High & Rye opened on High Street in March. The restaurant is across the way from Rick Bronson’s House of Comedy. The design simulates eating in a mythically polished farmhouse: newly painted wood, posh “kitchen” area, a tabled “backyard,” string lights even inside.
The food is elevated Southern. And yes, there’s barbecue.
Niehaus has a history of smoking food but not one of barbecue. “I’ve always smoked meats, just never in the traditional barbecue sense,” he says. “Smoked salmons. Ducks and stuff. More of a French cuisine but for smoked products.”

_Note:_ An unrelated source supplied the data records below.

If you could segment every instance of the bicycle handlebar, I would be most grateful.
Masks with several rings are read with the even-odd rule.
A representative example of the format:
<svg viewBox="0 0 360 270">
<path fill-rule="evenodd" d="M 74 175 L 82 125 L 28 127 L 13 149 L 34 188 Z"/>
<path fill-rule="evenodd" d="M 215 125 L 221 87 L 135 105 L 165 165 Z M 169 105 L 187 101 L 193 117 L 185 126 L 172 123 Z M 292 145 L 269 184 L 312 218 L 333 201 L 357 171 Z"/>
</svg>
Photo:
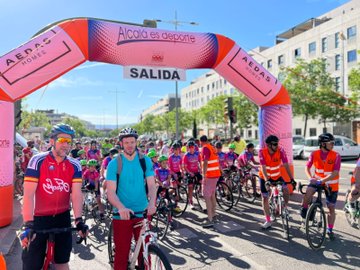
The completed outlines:
<svg viewBox="0 0 360 270">
<path fill-rule="evenodd" d="M 312 184 L 305 184 L 303 185 L 301 182 L 299 182 L 299 185 L 298 185 L 298 191 L 301 193 L 301 194 L 305 194 L 306 191 L 303 191 L 303 188 L 304 186 L 311 186 L 313 188 L 316 189 L 316 191 L 321 191 L 321 190 L 325 190 L 325 186 L 320 186 L 320 185 L 312 185 Z"/>
<path fill-rule="evenodd" d="M 72 231 L 78 231 L 76 228 L 74 227 L 68 227 L 68 228 L 52 228 L 52 229 L 44 229 L 44 230 L 34 230 L 34 233 L 42 233 L 42 234 L 58 234 L 58 233 L 64 233 L 64 232 L 72 232 Z M 86 233 L 86 232 L 83 232 Z M 86 245 L 86 236 L 85 237 L 81 237 L 79 236 L 79 238 L 76 240 L 76 244 L 81 244 L 82 241 L 85 242 Z"/>
</svg>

High & Rye isn’t a barbecue restaurant. It’s a Southern restaurant that happens to have barbecue, which you may or may not want to enjoy as part of your meal. Smoked meats include 14-hour brisket, 10-plus-hour pork, house-made Texas-style sausage, and ribs. Chicken wings are also smoked; they come sheathed in a rub bristling with sugar and beside a dope sauce made from Point Reyes bleu cheese.

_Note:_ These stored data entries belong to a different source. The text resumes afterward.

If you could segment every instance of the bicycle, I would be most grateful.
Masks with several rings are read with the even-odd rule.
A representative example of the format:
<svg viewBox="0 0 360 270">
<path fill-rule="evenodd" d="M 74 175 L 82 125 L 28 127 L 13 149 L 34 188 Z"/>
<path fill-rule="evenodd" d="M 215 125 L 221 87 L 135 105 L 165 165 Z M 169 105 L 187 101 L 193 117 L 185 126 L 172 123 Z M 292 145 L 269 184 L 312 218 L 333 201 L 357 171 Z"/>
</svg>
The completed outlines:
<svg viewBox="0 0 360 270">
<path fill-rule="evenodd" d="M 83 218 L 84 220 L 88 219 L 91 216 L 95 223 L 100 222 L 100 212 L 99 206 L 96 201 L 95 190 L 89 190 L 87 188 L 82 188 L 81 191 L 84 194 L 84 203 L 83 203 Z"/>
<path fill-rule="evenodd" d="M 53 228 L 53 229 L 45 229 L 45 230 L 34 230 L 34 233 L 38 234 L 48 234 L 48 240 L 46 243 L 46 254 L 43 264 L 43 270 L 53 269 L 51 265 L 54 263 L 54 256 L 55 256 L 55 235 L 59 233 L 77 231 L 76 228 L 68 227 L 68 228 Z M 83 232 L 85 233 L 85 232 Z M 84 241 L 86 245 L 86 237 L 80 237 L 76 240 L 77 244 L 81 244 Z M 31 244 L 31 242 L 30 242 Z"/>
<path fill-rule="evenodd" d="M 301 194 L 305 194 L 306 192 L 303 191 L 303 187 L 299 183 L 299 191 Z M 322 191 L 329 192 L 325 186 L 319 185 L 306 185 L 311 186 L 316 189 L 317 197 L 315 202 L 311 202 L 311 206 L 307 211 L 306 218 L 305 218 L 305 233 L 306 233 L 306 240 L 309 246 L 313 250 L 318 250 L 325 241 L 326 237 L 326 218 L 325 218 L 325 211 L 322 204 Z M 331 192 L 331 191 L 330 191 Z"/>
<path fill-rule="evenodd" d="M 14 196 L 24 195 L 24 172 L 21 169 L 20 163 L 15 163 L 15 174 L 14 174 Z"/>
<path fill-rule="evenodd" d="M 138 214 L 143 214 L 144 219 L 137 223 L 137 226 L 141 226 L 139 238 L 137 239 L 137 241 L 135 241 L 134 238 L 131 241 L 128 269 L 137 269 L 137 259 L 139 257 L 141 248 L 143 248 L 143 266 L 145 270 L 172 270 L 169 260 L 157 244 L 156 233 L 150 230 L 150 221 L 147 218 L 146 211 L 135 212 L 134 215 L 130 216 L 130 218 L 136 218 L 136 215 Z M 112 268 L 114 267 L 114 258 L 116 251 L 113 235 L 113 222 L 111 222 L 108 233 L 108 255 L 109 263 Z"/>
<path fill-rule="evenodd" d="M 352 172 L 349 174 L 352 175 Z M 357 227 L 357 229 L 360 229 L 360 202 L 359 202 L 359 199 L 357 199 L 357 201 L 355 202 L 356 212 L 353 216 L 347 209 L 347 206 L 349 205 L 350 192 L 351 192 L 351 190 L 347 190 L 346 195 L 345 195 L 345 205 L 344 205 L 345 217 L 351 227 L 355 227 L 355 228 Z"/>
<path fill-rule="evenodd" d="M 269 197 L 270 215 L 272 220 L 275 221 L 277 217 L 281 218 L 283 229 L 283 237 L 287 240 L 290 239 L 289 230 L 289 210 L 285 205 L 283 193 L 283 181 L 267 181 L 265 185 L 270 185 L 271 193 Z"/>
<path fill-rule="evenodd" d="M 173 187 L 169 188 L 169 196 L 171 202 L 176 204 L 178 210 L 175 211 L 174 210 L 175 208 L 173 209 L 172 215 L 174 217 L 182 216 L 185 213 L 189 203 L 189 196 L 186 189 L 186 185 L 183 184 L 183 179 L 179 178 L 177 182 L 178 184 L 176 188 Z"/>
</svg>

Niehaus sources from Anson Mills, a venerable purveyor of heirloom southern crops like Carolina Gold rice. The coarseness of Anson Mills’ grits often changes by the grind. Niehaus makes a shallow bowl of grits with shrimp, smoked sausage, and tomato sofrito.
He refines traditional elements of Southern cooking. He makes cornbread from heirloom meal, bakes biscuits potent with thyme, pickles cauliflower using champagne vinegar, and finishes with Maldon sea salt for another textural dimension.
He takes Charleston’s Sean Brock and other new-wave Southern chefs as inspiration. He has closely studied modern cookbooks. He draws on their processes and techniques when making, say, a nice fried chicken with a thin batter and suggestion of Creole spice.
High & Rye musters a Southern platter flush with a biscuit, Texas Toast, cast-iron cornbread, pimiento cheese, bacon pepper jam, and more. The heart of the spread is folds of sliced pork from Benton’s Smoky Mountain Country Hams in Tennessee. The platter seems to be made for boozing, for a simple daiquiri made from strawberry-infused vodka, lime, and simple syrup, or better yet, a nice glass of bourbon.
High & Rye. 5310 East High Street, #100; 480-634-4143.
Monday to Thursday 3 p.m. to midnight; Friday 3 p.m. to 2 a.m.; Saturday 11 a.m. to 2 a.m.; Sunday 11 a.m. to midnight.